Broader NHS Maternity Reform Implications
The Ockenden report is expected to renew calls for a national maternity workforce strategy that addresses chronic understaffing and inadequate training in foetal monitoring. Professional bodies including the Royal College of Midwives and the Royal College of Obstetricians and Gynaecologists have already signalled their intention to press for mandatory simulation-based training and improved continuity of carer models. NHS England's existing maternity transformation programme will face renewed scrutiny over whether its metrics adequately capture safety outcomes rather than merely tracking activity levels.
Regulatory reform is also anticipated. The Care Quality Commission has indicated it will review how it monitors trusts with historically poor ratings, while the Healthcare Safety Investigation Branch may receive expanded powers to investigate near-misses as well as deaths. Campaigners are calling for a statutory duty of candour to be strengthened so that families receive timely, honest explanations without having to resort to prolonged legal action. The Nursing and Midwifery Council is also expected to face questions about its handling of fitness-to-practise cases arising from the trust.

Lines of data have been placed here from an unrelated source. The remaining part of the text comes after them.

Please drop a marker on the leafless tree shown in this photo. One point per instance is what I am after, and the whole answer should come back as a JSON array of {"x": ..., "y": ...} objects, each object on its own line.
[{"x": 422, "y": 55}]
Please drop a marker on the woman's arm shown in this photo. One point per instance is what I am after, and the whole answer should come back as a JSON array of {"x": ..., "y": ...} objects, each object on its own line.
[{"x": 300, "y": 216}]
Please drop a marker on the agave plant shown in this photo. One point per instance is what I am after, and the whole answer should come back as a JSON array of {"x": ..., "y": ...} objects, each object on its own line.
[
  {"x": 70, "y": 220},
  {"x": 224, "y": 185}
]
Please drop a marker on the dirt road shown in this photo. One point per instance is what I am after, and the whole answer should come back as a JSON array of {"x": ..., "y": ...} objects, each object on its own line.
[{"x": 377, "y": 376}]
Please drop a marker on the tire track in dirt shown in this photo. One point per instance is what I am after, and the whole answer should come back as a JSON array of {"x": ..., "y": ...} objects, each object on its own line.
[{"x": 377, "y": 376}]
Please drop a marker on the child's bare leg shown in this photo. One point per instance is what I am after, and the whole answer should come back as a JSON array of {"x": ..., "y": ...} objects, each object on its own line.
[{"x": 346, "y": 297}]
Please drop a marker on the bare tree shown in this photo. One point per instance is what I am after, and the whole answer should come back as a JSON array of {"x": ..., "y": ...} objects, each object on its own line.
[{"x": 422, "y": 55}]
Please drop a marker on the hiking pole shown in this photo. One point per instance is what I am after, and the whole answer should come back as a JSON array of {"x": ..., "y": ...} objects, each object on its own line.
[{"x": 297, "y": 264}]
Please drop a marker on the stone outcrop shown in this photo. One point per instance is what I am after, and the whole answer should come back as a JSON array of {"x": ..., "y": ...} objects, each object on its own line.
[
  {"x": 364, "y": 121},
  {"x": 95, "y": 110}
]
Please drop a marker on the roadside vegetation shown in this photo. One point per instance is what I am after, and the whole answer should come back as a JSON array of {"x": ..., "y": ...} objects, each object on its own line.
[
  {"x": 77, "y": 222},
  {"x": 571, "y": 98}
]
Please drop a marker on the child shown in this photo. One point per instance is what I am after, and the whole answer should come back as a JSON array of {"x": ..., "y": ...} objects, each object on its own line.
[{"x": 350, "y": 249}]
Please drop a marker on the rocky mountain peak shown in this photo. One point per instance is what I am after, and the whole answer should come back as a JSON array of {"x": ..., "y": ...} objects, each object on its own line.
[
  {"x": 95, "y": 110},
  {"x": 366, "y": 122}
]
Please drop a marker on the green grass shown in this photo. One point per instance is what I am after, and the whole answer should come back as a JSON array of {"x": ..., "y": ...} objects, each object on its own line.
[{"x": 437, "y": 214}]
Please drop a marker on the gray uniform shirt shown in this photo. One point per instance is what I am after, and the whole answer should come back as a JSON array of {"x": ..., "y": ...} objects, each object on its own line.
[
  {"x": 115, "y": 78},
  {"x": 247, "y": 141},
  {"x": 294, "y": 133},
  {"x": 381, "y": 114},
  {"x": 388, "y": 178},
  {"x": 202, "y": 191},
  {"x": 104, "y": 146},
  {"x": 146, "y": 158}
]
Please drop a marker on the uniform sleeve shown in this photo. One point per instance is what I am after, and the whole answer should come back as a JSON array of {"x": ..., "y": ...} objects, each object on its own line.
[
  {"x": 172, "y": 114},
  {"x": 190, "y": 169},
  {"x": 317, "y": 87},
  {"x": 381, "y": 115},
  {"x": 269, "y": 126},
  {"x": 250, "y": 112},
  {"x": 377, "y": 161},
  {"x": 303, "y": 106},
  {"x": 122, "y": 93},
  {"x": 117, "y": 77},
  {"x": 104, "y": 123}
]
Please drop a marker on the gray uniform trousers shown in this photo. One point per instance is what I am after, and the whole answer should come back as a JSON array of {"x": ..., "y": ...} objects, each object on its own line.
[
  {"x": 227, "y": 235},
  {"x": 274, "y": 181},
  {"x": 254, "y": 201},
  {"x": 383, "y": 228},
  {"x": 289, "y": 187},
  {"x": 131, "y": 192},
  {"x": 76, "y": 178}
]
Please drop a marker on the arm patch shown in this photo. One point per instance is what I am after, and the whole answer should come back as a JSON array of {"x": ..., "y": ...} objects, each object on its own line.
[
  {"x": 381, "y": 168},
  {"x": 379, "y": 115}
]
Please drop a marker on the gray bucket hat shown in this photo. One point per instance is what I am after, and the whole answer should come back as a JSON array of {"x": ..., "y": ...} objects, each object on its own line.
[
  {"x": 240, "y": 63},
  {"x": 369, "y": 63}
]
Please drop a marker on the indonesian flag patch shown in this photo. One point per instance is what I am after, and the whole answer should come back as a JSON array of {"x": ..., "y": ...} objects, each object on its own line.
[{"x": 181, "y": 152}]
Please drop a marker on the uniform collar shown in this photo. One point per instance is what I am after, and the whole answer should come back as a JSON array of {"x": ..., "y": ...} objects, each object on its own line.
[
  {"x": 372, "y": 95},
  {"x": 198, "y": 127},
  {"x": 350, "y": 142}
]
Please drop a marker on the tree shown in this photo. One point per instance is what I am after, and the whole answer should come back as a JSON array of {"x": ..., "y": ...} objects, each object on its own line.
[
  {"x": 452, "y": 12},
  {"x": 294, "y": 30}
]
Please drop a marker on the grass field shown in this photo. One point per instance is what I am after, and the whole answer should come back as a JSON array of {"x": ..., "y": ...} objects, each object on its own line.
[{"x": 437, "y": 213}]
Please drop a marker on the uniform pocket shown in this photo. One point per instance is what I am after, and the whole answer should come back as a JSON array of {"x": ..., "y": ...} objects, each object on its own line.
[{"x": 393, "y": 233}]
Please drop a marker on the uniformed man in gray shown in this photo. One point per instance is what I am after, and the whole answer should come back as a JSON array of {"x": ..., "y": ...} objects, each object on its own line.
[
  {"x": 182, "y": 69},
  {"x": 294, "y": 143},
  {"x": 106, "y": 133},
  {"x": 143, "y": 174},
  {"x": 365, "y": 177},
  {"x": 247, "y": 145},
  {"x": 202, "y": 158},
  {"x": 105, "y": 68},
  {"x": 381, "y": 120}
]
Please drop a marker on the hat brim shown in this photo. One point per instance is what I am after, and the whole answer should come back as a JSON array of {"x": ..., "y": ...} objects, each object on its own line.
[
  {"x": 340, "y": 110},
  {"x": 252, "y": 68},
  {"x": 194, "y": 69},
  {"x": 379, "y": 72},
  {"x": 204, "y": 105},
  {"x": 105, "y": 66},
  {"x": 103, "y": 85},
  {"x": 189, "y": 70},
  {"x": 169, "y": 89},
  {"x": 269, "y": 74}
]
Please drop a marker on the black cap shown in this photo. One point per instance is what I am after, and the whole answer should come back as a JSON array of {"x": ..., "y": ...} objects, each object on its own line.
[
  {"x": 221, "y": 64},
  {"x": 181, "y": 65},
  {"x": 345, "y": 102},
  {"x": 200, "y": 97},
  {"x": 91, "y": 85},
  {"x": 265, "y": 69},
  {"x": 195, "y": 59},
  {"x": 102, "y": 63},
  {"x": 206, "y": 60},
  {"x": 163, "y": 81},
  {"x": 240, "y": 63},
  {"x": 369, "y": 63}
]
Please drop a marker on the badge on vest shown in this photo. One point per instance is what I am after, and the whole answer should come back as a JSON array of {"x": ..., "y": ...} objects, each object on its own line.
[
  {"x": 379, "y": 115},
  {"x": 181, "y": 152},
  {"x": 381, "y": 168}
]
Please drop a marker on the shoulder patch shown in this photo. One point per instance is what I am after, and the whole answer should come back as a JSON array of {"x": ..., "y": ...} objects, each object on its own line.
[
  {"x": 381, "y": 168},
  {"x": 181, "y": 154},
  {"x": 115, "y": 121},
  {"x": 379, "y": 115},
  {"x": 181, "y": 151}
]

Ministers are understood to be considering the creation of a national maternity safety commissioner role, modelled on similar posts in other high-risk clinical areas. Such a position would sit outside existing NHS structures and report directly to Parliament, providing an additional layer of independent oversight. The Nottingham findings will therefore shape the legislative agenda for the remainder of this Parliament and beyond, with implications for how every NHS trust in England approaches maternity care governance.
The Bottom Line — What Comes Next
Publication of the Ockenden report on 24 June will mark the beginning, not the end, of a protracted process of reckoning for Nottingham University Hospitals NHS Trust and the wider NHS. Immediate actions are likely to include the appointment of an improvement director, enhanced monitoring by NHS England and a possible change in trust leadership. The police investigation will continue in parallel, with charging decisions potentially taking months or years to reach.
Families will demand a timetable for implementation of every recommendation, together with transparent reporting on progress. The Department of Health and Social Care has indicated it will establish an independent oversight panel to track compliance, yet scepticism remains high among those who have followed similar promises after earlier inquiries. Long-term cultural change within maternity services will require sustained political will and funding that extends beyond the current spending review period.
Ultimately, the report's legacy will be measured not by the volume of its pages but by whether preventable harm in NHS maternity units declines measurably in the years ahead. For the women and families of the East Midlands who have waited so long, anything less will represent another chapter in an already devastating story.